Sewaktu tidak diterima AKABRI, ia mengatakan tidak terlalu kecewa. “ Cuma penasaran …” Ia yakin kalau proses penyeleksian murni
tanpa backing, ia pasti diterima. Selama
masih kuliah, ia mengaku menikmati hidup sebagai mahasiswa. Ia tetap memilih kegiatan “keras” dengan ikut
resimen mahasswa, unit search and rescue maupun kegiatan lain seperti
kesenian. Justru lewat “kesenian”, ia
bertemu dengan pacarnya.
Hubungan keduanya cukup serius. Kakak pacarnya adalah
seorang perwira angkatan udara dan hubungannya dengan kakak pacarnya sangat
erat. “ Waktu saya mulai pacaran, kakak
pacar saya masih Taruna AAU.” Relasi ini
membuatnya makin mantap untuk memilih karir di dunia militer dan pacarnya pun
tidak berkeberatan.
Keadaan berubah ketika kakak pacarnya ini tewas dalam kecelakaan pesawat
terbang. Ia mengaku sangat terpukul
karena kehilangan orang yang bisa memahami dirinya. Kehilangan yang sama besarnya juga dirasakan
pacarnya yang kehilangan satu-satunya kakak lelaki. Sejak itu, pacarnya membenci segala hal yang
berbau militer.
Ia mengaku bahwa bulan-bulan pertama setelah kematian itu sangat
berat. Untuk menjaga perasaan pacarnya,
ia mencoba beradaptasi. Tidak lagi
membawa sesuatu yang berbau militer ke rumahnya. “Cuma satu yang susah saya lakukan, yaitu
memanjangkan rambut ….”
Konflik muncul ketika ia selesai dengan studi magisternya. Pacarnya tidak setuju dia masuk militer,
bahkan mengultimatum minta putus, jika ia meneruskan niatnya. Ia bimbang cukup lama sampai dosennya
mengajak bekerja di kantor pengacara miliknya.

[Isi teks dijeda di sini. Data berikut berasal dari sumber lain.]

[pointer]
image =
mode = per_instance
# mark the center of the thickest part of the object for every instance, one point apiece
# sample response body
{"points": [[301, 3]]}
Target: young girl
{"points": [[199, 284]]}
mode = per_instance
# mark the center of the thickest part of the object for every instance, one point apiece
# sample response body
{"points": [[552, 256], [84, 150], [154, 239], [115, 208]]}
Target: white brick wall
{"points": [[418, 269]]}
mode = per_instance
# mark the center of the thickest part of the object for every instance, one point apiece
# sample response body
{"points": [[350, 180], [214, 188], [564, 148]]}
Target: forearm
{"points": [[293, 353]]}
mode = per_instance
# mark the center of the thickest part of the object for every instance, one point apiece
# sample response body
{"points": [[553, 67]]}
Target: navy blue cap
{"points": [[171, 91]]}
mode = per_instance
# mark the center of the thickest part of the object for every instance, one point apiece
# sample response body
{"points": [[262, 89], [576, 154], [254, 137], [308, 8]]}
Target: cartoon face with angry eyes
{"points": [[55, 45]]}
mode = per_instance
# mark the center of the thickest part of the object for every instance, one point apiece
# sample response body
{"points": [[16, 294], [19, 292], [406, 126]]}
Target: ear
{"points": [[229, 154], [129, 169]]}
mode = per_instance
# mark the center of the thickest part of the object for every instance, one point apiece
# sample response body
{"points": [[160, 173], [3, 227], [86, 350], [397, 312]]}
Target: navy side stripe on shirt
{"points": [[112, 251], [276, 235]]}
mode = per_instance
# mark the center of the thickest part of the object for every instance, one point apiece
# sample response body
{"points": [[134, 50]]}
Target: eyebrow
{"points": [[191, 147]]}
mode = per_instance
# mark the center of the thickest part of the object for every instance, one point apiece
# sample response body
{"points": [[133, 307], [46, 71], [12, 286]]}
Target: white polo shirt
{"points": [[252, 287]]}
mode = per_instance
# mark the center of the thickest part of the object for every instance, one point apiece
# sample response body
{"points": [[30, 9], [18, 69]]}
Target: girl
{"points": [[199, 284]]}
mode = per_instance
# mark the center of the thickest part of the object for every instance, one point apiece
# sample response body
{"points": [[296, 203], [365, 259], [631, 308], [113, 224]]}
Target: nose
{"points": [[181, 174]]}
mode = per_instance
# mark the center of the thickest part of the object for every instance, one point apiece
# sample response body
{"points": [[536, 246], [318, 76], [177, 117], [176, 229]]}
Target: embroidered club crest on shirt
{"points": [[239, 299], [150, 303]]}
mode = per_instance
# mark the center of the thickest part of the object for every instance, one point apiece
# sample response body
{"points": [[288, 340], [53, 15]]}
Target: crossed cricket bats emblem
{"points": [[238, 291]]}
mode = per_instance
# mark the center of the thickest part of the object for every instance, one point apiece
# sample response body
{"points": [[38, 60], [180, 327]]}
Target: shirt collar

Prestasi akademiknya memang menonjol.
Setelah menimbang-nimbang, ia memutuskan untuk bekerja di kantor
pengacara tersebut di Jakarta.
Mula-mula pekerjaan
itu menarik, lalu tiba-tiba pekerjaannya berubah menjadi monoton dan
menjemukan. Hal itu terjadi terutama
setelah ia menghadiri pernikahan temannya yang kini telah menjadi perwira
militer. “ Pokoknya … beberapa bulan
setelah itu …. Saya mulai merasakan kejenuhan.”
Ia mengaku sering berpikir tentang militer lagi. Ia tidak bisa menutupi rasa “irinya” jika
melihat seorang perwira muda dengan uniform.
Hal ini mengganggu
tidur dan konsentrasinya sehingga ia merasa kerjanya di kantor tidak lagi
optimal. “ Saya merasa mulai
mengecewakan pak …. (nama dosennya)”
Sang dosen menyarankan agar ia berkonsultasi ke psikolog.